Preoccupazione per la situazione nelle Regioni con i piani di rientro

(regioni.it) Il Governo conferma che le vigenti disposizioni limitative delle assunzioni non si applicano agli enti del S.S.N. delle Regioni che non sono interessate da piani di rientro. Lo prevede l'Accordo Governo-Regioni del 16 dicembre sul federalismo fiscale. E i sindacati medici lanciano l’allarme blocco del turn over in sanità per le regioni con i piani di rientro. Lo spiega il Segretario nazionale Anaao Assomed, l'associazione dei medici dirigenti, Costantino Troise: "L'intesa sul federalismo fiscale regionale raggiunta tra Governo e Regioni esclude dal blocco delle assunzioni a qualsiasi titolo solo il personale del servizio sanitario delle Regioni non sottoposte a piani di rientro. Il che vuol dire, pero', che piu' della meta' di quello che una volta era il Servizio sanitario nazionale e' interessato da un blocco totale a carico del turnover e dalla riduzione del 50% del personale precario".
C’è la possibilità di uscita dal lavoro di decine di migliaia di medici. E’ possibile quindi una riduzione quantitativa e qualitativa delle prestazioni sanitarie erogate. “Con buona pace  - afferma Troise - del diritto alla salute nei fatti negato nella maggior parte del territorio nazionale".
L'Anaao Assomed quindi ritiene necessario "assicurare ai presidi sanitari il necessario apporto di medici cominciando con il prorogare i contratti in essere, programmandone la stabilizzazione in tempi brevi per non disperdere preziose competenze professionali, la cui formazione ha avuto un costo non indifferente per la collettività, e per permettere a tutte le Regioni di rispondere alla crescente domanda di salute dei propri cittadini".

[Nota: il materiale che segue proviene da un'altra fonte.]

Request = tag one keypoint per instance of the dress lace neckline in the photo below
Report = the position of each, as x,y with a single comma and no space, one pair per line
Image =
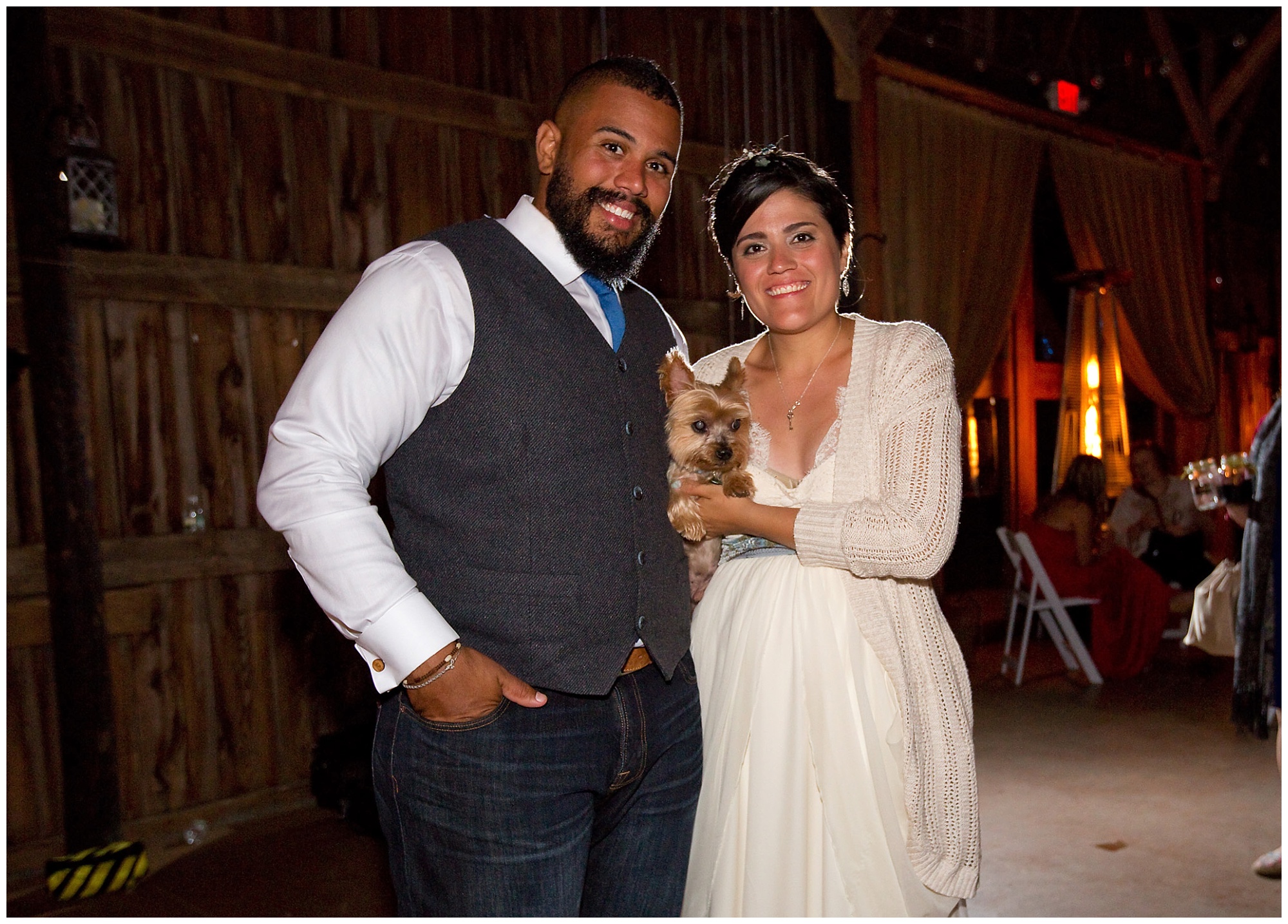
761,442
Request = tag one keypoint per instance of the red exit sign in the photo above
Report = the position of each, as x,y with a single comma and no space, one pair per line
1066,97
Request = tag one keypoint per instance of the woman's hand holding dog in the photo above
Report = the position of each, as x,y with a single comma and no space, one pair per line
471,690
727,515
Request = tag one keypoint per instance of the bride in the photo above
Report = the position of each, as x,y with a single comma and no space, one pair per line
839,769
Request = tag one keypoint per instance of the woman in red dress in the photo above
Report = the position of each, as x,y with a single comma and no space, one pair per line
1129,622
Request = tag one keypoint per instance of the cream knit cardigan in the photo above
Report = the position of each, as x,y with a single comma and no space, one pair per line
892,527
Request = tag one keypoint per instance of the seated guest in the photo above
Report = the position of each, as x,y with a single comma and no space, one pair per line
1134,609
1157,522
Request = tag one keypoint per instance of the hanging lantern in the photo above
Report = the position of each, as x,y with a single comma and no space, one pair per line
1093,406
91,178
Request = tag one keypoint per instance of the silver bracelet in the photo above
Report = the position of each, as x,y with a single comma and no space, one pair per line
449,663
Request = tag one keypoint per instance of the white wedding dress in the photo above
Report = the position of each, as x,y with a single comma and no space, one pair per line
802,811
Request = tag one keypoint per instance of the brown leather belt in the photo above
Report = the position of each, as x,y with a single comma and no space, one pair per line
639,659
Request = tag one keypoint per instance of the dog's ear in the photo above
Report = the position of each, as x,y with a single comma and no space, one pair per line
736,376
674,375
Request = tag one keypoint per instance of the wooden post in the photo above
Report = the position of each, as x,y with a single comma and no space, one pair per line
92,810
869,250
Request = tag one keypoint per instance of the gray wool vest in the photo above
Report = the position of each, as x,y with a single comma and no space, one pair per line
531,505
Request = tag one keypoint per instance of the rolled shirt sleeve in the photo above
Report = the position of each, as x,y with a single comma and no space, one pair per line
400,345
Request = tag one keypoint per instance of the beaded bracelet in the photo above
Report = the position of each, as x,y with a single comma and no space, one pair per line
449,663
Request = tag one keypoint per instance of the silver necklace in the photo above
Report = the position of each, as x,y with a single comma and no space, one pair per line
791,411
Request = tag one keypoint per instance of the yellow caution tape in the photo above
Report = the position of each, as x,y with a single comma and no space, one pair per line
104,869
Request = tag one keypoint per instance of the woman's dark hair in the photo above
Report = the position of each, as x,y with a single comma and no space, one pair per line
745,183
1085,482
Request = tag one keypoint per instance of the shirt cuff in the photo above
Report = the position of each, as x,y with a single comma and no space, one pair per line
819,534
402,640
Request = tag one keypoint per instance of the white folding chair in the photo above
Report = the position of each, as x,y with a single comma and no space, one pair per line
1043,600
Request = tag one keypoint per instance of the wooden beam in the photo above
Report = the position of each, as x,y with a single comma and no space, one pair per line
869,276
1240,121
1195,115
855,33
126,613
202,281
1043,118
1241,75
211,53
142,560
87,733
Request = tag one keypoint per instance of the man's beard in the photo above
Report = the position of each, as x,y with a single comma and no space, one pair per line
570,211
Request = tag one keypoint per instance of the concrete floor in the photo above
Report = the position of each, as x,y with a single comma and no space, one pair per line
1151,764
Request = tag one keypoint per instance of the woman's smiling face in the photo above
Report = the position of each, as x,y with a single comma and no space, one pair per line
789,263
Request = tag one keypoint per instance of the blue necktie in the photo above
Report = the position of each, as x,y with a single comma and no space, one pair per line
612,306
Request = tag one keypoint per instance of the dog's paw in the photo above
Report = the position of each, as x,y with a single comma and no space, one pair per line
704,559
685,516
740,484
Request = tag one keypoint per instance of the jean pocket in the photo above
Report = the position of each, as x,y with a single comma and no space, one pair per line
468,725
687,671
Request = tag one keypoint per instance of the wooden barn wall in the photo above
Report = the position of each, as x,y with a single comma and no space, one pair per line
265,157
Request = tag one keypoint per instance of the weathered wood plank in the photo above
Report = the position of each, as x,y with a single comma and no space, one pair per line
199,50
132,561
195,49
221,385
200,281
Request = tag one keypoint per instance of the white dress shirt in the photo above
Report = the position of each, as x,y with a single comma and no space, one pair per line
1177,507
400,345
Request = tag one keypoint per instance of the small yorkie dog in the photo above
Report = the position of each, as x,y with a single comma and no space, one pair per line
709,437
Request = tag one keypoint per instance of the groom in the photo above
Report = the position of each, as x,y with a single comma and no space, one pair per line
539,746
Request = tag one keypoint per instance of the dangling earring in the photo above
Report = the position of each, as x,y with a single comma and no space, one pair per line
736,292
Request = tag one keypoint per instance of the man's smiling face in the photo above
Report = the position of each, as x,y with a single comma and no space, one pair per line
609,162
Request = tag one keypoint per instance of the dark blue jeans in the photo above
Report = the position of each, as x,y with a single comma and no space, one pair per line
580,807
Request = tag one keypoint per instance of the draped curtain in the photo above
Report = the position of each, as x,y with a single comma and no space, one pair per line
1124,211
956,196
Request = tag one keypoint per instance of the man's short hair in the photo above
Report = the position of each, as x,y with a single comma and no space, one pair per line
637,73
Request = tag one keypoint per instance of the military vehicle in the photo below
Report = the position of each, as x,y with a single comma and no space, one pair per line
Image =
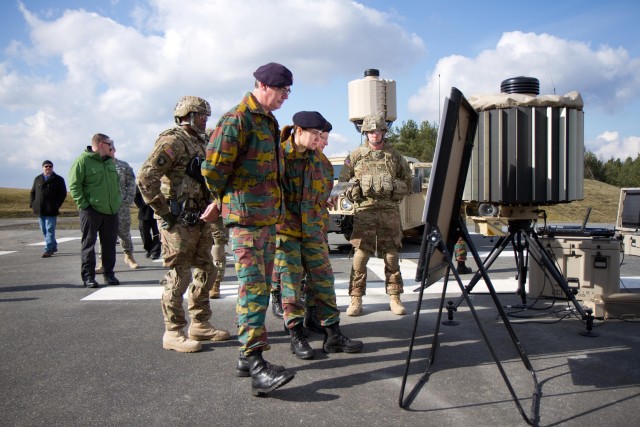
411,207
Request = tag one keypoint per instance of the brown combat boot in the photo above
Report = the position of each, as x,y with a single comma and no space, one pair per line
130,260
205,331
355,308
176,340
214,293
396,305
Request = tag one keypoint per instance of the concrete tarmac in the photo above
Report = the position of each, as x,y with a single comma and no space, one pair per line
76,356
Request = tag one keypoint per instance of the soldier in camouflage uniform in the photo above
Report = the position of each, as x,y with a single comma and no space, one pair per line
171,182
128,192
220,240
311,319
242,169
381,178
301,243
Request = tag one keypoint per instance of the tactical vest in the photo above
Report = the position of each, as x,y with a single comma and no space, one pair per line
185,186
375,170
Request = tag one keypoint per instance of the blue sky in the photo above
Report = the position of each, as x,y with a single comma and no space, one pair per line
71,68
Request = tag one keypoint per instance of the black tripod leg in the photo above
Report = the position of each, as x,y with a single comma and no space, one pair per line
435,243
491,258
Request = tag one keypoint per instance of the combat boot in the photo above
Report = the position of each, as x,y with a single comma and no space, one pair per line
214,293
463,269
355,308
276,304
396,305
176,340
130,260
242,366
205,331
264,378
299,344
311,320
335,342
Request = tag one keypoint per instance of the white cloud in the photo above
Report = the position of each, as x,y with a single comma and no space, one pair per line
605,77
609,145
83,73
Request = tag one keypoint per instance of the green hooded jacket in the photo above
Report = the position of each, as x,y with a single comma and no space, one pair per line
94,182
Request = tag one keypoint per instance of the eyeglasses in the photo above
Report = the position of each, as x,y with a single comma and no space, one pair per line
282,90
315,132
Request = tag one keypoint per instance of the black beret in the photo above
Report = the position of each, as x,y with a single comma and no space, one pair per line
273,74
309,120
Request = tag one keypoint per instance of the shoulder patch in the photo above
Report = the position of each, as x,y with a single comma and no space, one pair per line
169,151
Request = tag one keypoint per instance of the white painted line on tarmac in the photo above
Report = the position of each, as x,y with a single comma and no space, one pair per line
59,240
124,292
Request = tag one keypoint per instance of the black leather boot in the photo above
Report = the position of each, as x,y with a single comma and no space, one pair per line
463,269
242,366
311,320
276,304
264,378
335,342
299,344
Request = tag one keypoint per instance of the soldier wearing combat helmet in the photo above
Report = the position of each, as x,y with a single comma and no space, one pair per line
381,177
171,183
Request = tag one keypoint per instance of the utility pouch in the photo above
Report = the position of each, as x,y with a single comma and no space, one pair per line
400,190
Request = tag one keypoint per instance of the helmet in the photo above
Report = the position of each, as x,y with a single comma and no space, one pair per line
191,104
374,123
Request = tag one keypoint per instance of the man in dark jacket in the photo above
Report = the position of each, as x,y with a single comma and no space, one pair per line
47,195
95,187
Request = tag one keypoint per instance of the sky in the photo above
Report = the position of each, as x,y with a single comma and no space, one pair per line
72,68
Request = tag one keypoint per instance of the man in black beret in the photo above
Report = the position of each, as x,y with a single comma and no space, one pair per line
47,195
234,159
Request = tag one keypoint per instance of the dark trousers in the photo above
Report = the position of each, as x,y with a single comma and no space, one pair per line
150,236
92,225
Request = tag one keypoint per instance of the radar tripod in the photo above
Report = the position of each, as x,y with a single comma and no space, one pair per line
436,243
524,238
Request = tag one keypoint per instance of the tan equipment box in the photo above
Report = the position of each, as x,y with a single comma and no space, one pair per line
591,267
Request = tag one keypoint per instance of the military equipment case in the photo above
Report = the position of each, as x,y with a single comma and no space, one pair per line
590,265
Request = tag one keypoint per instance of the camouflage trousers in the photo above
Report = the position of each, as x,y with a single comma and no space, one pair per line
460,250
376,230
253,252
220,240
184,248
295,257
124,228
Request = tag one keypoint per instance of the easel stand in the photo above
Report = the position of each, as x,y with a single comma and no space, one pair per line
523,238
435,242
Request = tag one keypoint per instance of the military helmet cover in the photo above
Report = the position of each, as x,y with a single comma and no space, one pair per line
371,123
191,104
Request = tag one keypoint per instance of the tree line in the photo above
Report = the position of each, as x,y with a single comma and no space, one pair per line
419,141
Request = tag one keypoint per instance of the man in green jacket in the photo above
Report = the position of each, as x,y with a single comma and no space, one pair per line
94,186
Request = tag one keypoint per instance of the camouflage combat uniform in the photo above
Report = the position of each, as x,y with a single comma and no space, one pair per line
167,187
128,192
301,243
242,169
377,175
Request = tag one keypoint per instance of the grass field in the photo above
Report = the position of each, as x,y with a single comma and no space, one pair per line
603,199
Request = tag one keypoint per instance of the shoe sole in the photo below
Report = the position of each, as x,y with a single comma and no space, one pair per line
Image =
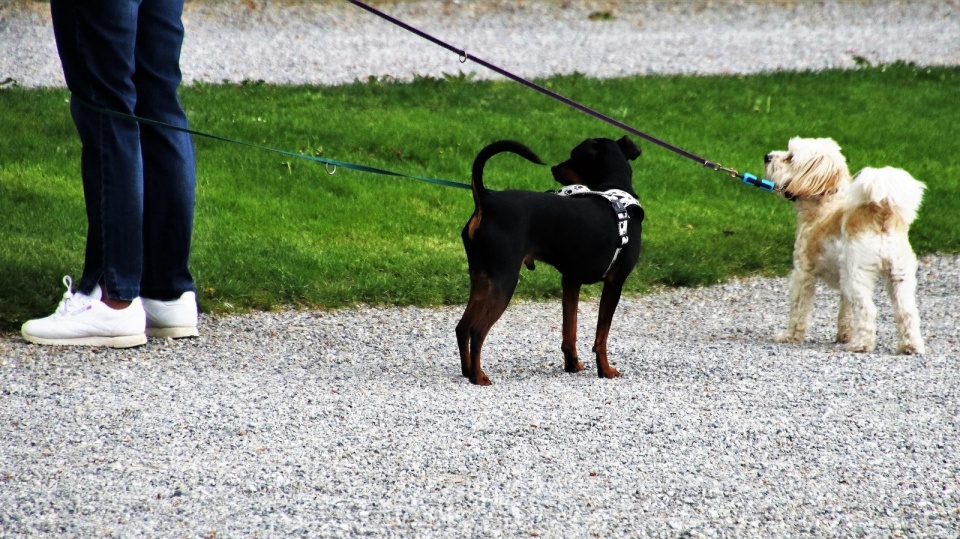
123,341
173,332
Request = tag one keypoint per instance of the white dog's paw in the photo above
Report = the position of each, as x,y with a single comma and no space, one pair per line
788,337
910,348
859,347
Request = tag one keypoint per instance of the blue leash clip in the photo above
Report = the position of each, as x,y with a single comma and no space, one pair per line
762,183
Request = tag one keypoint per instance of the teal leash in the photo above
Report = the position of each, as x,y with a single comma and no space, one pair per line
327,162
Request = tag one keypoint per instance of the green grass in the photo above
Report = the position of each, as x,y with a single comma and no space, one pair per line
274,231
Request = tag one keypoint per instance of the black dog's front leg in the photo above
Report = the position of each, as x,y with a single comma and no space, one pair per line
608,305
571,301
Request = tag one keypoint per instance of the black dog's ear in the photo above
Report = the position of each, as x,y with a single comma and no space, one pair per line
630,150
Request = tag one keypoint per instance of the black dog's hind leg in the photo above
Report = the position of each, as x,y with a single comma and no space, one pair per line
488,300
571,301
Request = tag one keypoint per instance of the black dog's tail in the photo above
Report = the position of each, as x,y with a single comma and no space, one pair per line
476,179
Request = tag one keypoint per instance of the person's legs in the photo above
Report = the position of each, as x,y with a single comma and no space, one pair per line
169,171
97,43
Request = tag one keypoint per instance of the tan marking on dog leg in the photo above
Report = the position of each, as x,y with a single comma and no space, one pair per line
474,223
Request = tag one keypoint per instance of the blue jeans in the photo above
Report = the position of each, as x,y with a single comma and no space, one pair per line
139,182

Intervengono anche Cecilia Taranto, segretaria nazionale Fp-Cgil e Massimo Cozza, Segretario nazionale Fp-Cgil Mediciosservando, sempre in merito all'accordo sul federalismo fiscale siglato in Conferenza unificata: “E' giusto, e' quello che abbiamo chiesto, che Regioni con livelli di compatibilita' economica positivi possano programmare piani occupazionali e di stabilizzazione del lavoro precario in un idea di rafforzamento dei servizi ai cittadini e di innalzamento della qualita' delle prestazioni". Cosi'  che "non e' assolutamente giusto ne' moralmente accettabile, che questa opportunita' sia negata aprioristicamente e centralmente a quei territori nei quali (praticamente piu' o meno la meta' delle realta' regionali) la scarsa possibilita' di accesso alle prestazioni, la precarieta' dei servizi, gli interventi riduttivi dei piani di rientro gia' compromettono la debole tenuta dei sistemi sanitari di quelle regioni e la caratteristica universale del diritto alla salute per i cittadini. Resta, infatti, ancora tutto da affrontare il nodo centrale e prioritario rappresentato da circa 40.000 operatori della sanita', medici compresi, delle Regioni con piani di rientro dal Lazio alla Campania, dalla Sicilia alla Calabria, dalla Puglia all'Abruzzo, dal Piemonte al Molise".
 
 
(red/21.12.10)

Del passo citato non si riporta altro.